5 Boxes to Check Before Expanding Your Franchise Outside the U.S. You can successfully branch into new markets by being prepared and knowing how to do it properly.
Opinions expressed by BIZ Experiences contributors are their own.
For a modern, lifestyle brand to truly represent all people, global expansion is a necessary step but one not to be executed without considerable forethought. Before taking the leap across international waters, a company's leaders need to be strategic, not only in operational planning, but in its consideration of cultures, people and brand messaging, and in identifying the right business partners that set future franchises up for success.
My clear vision for Realty ONE Group International from day one was to be a global company, so that's been a factor in all we've done, not just a growth story for Wall Street and shareholders. But that may not be the case for all companies.

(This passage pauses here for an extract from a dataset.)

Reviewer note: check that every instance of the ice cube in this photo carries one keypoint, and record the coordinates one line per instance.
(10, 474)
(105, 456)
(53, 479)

Related: How to Take Your Company Global
And while it seems obvious, it's the obvious that we sometimes miss. Here are five things to know and consider before you expand globally.
1. Is your infrastructure ready?
We've spent a considerable amount of time going through the blueprints of the foundation of our company — everything from the systems, technology, customer service and coaching to the why this company exists — to know, with as much certainty as possible, that we're ready to take the model global. Throughout this process, you'll want to eliminate domestic blinders, talk to all primary stakeholders throughout the company and continuously ask what if and what more.
Inevitably, you'll find some gaps, which is actually helpful in improving your systems overall. And because you began this process early, you'll have time to make adjustments before going live in another country.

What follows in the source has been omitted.